Luis XIV se muere. El título no miente. No hay trampa ni cartón. No hay más. Ni recuerdos, evocación de sus glorias, ni otra cosa que su dolorosa agonía, contemplada por la incompetencia de sus médicos y por toda la fauna palaciega. Veremos durante 113 minutos cómo se extingue, cómo la gangrena de su pierna necrosada le corroe. Y veremos también, a mucha gente paseándose por su recámara en el palacio de Versalles.
Sabedor de que sus horas están contadas, el ‹sire› de Francia se convierte en la mona de feria de palacio en un espectáculo deplorable para el espectador. Hay cierta horripilación en observar cómo dentro de la pantalla esos personajes de cera contemplan con parsimonia, sin ninguna clase de pudor, el sufrimiento de un hombre desahuciado al que no se le concede un minuto de intimidad en su última hora. Por sus aposentos pasan monaguillos, cardenales, su confesor, médicos, damas de la corte, charlatanes, curanderos, emisarios, herederos y sus perros de caza. Lo hacen, parece, en una especie de confabulación para enterrar viva la poca honra que le queda a un moribundo.

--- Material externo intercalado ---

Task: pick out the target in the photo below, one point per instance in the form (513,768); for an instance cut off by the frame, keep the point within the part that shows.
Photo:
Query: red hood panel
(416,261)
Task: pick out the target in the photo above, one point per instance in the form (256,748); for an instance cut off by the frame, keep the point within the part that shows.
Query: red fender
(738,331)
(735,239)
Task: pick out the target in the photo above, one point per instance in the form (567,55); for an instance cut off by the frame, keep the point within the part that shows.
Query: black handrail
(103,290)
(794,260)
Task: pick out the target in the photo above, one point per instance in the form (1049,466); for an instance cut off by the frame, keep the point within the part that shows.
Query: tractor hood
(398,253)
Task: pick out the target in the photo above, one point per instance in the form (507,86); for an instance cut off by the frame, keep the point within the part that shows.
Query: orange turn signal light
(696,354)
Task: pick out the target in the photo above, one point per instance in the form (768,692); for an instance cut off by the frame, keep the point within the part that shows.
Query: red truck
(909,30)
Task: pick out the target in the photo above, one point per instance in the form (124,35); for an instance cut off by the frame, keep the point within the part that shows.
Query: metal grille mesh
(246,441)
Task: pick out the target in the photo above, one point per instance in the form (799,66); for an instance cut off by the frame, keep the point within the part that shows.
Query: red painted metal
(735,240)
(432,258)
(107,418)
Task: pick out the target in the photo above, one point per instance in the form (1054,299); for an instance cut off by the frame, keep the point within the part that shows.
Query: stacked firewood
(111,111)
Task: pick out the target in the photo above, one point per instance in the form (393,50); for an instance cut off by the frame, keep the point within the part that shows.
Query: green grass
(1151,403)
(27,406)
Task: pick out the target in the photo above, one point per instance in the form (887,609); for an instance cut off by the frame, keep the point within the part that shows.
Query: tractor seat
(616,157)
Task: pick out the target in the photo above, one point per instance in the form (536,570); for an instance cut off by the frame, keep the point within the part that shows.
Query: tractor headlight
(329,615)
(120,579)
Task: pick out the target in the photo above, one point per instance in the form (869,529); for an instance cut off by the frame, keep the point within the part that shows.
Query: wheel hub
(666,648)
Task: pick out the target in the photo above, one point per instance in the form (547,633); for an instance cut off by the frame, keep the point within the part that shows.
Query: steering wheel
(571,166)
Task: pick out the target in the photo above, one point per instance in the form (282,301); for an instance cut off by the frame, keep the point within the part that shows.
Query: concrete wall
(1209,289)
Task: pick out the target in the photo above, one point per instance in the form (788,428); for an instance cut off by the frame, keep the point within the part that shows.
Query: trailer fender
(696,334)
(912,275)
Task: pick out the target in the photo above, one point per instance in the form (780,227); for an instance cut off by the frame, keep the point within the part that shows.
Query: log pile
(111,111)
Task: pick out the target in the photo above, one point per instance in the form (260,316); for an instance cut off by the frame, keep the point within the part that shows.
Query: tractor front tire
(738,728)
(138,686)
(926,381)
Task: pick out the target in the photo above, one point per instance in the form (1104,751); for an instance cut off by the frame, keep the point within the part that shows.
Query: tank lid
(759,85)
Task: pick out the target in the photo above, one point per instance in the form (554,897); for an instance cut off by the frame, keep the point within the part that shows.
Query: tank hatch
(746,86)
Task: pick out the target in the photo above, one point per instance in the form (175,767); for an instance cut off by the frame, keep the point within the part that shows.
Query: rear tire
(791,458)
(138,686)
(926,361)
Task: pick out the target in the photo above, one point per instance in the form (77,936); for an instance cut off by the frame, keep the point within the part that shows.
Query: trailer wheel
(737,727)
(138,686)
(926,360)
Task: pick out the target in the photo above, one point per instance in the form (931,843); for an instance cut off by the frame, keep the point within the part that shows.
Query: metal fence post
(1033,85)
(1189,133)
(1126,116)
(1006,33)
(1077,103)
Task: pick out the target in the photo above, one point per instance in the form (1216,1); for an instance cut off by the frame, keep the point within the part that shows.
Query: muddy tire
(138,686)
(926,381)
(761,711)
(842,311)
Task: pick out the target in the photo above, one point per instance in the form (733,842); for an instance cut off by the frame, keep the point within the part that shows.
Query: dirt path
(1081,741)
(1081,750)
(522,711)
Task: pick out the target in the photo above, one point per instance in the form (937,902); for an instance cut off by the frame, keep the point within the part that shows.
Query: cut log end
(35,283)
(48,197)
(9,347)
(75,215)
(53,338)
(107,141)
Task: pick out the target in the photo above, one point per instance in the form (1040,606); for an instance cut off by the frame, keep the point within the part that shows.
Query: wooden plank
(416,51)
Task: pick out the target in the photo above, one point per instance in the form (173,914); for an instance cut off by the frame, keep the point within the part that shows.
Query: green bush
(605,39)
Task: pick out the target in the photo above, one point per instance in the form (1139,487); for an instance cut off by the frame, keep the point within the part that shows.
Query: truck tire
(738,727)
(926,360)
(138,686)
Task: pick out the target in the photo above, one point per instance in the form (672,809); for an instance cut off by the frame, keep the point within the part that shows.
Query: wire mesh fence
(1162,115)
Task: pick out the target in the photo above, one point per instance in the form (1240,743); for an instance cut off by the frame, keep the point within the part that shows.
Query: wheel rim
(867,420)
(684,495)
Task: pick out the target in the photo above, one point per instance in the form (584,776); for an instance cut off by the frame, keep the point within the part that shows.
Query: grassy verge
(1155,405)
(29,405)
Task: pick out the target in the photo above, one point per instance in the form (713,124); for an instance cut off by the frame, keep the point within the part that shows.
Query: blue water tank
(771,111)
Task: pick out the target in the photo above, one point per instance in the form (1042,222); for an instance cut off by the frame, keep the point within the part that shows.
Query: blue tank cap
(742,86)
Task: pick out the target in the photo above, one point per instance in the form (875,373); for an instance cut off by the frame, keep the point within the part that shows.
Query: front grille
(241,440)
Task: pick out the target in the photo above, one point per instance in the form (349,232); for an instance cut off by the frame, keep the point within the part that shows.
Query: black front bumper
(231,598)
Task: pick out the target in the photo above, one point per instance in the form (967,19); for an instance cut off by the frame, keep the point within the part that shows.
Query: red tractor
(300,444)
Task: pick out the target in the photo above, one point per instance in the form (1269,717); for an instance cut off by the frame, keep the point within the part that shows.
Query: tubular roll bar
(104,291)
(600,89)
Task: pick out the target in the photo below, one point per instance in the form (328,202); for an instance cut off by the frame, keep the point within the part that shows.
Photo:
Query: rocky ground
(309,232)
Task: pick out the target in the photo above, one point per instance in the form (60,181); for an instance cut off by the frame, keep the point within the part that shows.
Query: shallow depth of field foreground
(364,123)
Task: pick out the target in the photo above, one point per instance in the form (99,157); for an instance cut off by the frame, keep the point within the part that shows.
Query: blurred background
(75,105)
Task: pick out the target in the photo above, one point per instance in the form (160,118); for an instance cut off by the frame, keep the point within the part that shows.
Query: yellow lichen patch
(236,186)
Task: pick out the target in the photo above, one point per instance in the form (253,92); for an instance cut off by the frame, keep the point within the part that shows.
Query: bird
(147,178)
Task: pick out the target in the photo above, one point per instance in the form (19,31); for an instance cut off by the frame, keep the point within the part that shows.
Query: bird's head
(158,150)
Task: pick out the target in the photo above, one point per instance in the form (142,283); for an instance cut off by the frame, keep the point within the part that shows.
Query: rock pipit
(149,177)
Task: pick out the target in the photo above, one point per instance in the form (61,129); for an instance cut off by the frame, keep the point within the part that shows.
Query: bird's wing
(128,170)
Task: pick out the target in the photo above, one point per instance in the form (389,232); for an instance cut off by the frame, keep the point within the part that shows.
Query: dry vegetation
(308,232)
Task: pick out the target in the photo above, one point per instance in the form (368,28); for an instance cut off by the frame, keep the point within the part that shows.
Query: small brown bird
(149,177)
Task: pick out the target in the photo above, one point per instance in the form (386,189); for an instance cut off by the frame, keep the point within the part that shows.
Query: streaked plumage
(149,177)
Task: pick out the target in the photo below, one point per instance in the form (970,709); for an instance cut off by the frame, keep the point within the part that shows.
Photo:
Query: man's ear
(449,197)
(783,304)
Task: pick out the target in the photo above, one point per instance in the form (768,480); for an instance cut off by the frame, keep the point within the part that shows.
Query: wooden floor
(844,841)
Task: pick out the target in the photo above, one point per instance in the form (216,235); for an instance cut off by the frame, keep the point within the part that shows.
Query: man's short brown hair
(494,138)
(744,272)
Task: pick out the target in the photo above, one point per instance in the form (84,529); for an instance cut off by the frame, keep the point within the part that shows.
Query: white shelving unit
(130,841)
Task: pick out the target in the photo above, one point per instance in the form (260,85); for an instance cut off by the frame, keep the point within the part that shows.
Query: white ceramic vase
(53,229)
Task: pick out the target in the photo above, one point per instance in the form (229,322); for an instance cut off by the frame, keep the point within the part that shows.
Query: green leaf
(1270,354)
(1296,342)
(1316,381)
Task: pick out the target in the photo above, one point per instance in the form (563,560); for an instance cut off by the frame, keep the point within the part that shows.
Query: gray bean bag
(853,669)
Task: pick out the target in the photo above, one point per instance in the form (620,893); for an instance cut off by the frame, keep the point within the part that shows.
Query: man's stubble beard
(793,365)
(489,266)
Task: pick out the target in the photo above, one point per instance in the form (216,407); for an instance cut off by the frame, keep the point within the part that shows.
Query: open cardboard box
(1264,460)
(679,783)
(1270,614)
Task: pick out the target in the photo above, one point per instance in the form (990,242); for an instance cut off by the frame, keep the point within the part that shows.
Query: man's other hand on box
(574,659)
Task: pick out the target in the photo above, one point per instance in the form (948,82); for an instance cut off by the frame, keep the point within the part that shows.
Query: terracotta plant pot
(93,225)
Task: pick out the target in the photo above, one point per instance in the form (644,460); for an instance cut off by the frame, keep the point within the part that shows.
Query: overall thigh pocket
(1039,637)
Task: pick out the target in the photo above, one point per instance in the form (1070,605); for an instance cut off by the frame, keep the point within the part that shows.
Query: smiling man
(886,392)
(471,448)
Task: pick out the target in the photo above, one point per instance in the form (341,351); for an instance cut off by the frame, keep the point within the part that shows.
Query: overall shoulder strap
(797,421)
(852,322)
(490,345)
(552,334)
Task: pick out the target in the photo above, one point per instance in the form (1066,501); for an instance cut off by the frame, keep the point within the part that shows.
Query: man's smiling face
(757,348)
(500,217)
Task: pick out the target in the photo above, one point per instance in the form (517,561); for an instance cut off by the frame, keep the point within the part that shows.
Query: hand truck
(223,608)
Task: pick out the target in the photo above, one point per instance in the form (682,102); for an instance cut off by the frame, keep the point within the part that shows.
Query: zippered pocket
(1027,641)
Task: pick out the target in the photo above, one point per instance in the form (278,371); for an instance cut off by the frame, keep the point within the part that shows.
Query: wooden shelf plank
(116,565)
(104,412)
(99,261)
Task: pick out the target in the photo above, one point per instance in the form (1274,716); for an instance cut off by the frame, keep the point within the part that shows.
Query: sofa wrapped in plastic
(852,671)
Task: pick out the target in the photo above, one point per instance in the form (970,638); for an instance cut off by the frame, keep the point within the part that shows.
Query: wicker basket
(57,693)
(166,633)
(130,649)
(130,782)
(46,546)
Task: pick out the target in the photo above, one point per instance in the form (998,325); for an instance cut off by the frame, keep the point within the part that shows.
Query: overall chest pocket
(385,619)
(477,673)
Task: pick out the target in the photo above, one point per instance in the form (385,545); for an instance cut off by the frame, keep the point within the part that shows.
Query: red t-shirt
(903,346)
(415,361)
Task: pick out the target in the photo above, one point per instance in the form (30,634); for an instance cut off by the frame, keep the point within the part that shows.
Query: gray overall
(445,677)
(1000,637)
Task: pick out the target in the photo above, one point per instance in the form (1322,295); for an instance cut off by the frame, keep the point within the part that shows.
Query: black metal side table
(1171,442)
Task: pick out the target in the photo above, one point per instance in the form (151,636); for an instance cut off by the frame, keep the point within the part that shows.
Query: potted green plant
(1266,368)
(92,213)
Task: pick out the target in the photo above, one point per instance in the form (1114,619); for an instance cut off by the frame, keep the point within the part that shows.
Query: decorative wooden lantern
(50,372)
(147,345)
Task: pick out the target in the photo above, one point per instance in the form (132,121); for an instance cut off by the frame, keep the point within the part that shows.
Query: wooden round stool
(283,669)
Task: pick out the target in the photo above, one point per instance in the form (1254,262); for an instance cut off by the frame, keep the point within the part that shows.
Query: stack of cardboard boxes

Es una muerte, en realidad, bastante repugnante. Lo es verle comer, temblar, escucharle deglutir, balbucear y sentir cómo se va. Contemplar cómo ese rictus se apodera de su semblante. Y muy despacio. Con cierta fascinación, Serra coloca un gran zoom —tres cámaras en planos mayormente estáticos_, entre esas cuatro paredes. Quiere, con toda su crudeza, hacernos palpar en primera persona una recreación hiperrealista de una muerte de dolor y olor putrefacto. Y lo consigue.
La agonía es pausada, es parsimoniosa y también solemne. Pero asquerosa. Lenta, porque a Serra le encanta enfatizar en la caracterización logradísima de personajes muy pictóricos de esa corte. Hay infinidad de primeros planos sobre actores, que sí, parecen escapados de cuadros de la época. Mucho se ha dicho sobre Caravaggio y Rembrandt como fuentes de inspiración del trabajo de fotografía. Y algo de eso hay: la película es una pieza de cámara casi documental.
Pese a una fotografía tenebrista de claroscuros y candelabros; pese a la escenificación de una atmósfera cerrada, barrocamente ornamentada, sofocante; pese al silencio sepulcral que domina la interminable vigilia; pese a los parcos diálogos en voz baja, lentos, comedidos, para no perturbar la paz del monarca —tal vez queriendo ganarle tiempo al tiempo— hay dosis de humor calculadas que se agradecen cuando asistimos a la confrontación entre el viejo mundo de elixires o ungüentos y la profesionalización de la ciencia médica.
Pero su director no busca nada más allá que ser cronista a fuego lento de una muerte anunciada. Y eso es lo bueno. Con toda la ampulosa puesta en escena, la ostentación de esa habitación, decorados, vestuario, maquillaje y demás, no estamos asistiendo en realidad a un hecho al que haya que dar más lectura que la propia humanización de un mito. De un hombre que muere, sea el Rey, sea el último paria del reino. Estamos ante la derrota última, la ineludible. La derrota de un rey absolutista contra el más absoluto de los poderes: la muerte.
No hay emoción, ni sensiblería; sólo un hondo e inquietante patetismo. Cierta vergüenza del espectador al descubrirse como voyeur, al verse incitado a profanar la intimidad de un hombre en un momento tan privado.
El gran mérito es la gran expresividad, a la vez contenida, del enorme Jean Pierre Léaud. Una vez dentro de la cinta, él es su alma y su razón de ser por mucho que su director haya dicho que mandaría a Guantánamo a los actores profesionales. Yo, que creo que ha conseguido culminar una película que desde luego recomiendo, también creo que se la debe en gran medida a Léaud. Y a su fotógrafo Jonathan Ricquebourg.
La mort de Louis XIV es cine denso que sin embargo no crea distanciamiento ni debe despertar prejuicios. Es una película accesible para observadores pacientes. Testimonio muy íntimo y directo de una agonía. Un documento audiovisual que se contempla con cierto embrujo e hipnóticamente y que se agradecerá cuanto más guste la recreación en el detalle.
6,60, su nota media del público compostelano.